I started at a parlour and I went to a state association to hone my skills and get serious.
I'll give you an example, I was in England between 2012-14 and I went to probably one of the best academies in the world because I wanted to improve further as a player so I went and I played there, I played in that circuit there and it made a difference. Similarly if people want to hone their skills in India, they have to go to state associations whether it is in Bangalore or Bombay or in Chennai.
On that note, do you think that India has the requisite facilities to train players?
Absolutely, there are facilities everywhere and there are clubs as well and many people say that you have to be member of a club but there are so many clubs that offer sports memberships specifically to sportspersons who are talented in a particular sport. You don’t have to become a full fledged member, you can be a sports member and you can use the sports facilities. I think that itself is a great step.
You recently lost the billiards Nationals to Siddhartha Parekh. As rare as it is, how do you deal with defeats?
I believe that wins and losses are bound to occur, it's not my birthright to win, even though I maybe the overwhelming favorite and I know that expectation is always going to be there when I enter a tournament. But I think I also need to be fair to my opponent. I think he played exceptionally well, very focussed and a couple of errors I made in the middle of the match and he punished me without giving me another chance. That's the nature of sport really, you slip up, you blink and before you know it's all over.
While it was disappointing, I think I need to go back to the drawing board and work on a few areas.
On the bright side, this signals that there are players in India who are capable of beating the world champion?
People may think that Pankaj Advani is playing so it shouldn't be a problem and even if I win they say 'yes, we expected you to do that' but I know how tough it is, I know what kind of competition I have and the fact that they are constantly improving and working hard on their game is a very good sign for sport in our country.
The formats also matter, for example the quarterfinal that I lost, it was a shorter format in billiards, in that you cannot take anyone for granted because a short format is very unpredictable and even if you are the best player, even if you are world champion there is no guarantee that you are going to end up winning.
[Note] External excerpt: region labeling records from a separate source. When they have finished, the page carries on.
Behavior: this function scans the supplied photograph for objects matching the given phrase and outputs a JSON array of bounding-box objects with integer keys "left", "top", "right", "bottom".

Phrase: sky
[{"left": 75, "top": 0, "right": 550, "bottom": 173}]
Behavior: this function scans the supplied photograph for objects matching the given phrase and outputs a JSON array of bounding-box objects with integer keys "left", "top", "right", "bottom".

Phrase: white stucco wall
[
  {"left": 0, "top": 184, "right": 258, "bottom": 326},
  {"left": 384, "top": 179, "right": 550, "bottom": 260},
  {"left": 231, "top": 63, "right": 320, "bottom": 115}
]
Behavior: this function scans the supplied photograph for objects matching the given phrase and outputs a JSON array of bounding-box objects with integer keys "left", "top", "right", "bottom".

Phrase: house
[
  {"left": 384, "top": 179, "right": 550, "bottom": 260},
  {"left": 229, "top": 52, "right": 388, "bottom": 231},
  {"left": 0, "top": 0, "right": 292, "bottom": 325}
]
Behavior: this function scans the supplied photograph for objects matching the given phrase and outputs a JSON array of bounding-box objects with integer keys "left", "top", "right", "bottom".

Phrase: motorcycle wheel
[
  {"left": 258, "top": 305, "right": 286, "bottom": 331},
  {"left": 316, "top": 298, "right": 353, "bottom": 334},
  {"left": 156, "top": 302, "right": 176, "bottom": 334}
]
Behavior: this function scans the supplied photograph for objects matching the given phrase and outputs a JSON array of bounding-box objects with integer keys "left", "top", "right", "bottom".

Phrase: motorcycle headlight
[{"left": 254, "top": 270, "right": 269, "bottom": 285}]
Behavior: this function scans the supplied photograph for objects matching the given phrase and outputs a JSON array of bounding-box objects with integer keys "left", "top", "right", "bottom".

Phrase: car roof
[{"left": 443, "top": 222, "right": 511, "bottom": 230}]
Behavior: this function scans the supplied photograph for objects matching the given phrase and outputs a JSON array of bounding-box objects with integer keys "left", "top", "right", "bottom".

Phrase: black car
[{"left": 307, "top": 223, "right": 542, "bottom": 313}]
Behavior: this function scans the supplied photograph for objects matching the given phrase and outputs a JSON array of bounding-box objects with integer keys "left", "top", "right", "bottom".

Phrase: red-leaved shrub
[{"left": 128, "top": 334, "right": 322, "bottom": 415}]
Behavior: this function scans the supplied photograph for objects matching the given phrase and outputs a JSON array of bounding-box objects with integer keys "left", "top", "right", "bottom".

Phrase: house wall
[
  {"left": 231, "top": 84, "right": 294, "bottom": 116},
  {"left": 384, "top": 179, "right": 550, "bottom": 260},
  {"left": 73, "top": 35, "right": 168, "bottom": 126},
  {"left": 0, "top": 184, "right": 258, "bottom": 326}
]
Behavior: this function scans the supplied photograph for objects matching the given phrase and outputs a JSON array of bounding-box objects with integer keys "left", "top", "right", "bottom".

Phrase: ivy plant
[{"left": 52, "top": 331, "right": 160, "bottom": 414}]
You have to treat every opponent equally even if it s a lesser opponent and you know you are going to get many chances just the fact that you respect the game, you love the game so much that you want to play your best every single time. Besides its a very professional way of being a player.
Billiards and snooker appear to be the same for a layman but they are different sports and it must be a challenge to balance both?
Both billiards and snooker is played on the same table but the scoring pattern, the technique, the way you approach the game there is a lot of contrast. Yes of course it is very tough to balance both sports because I have to change my technique when I am switching from billiards to snooker. In snooker there is more tactical play, in billiards there is more scoring so you have to actually be prepared for prolonged periods of concentration in billiards but in Snooker you got to go into the hit-and-run approach, you take whatever you get and then you play defensive or you have to attack when you have to so they are very contrasting. 99.9 percent of cueists specialist in only one sport and in that lies my biggest challenge - to excel in both and so far I think I haven't done a bad job at all.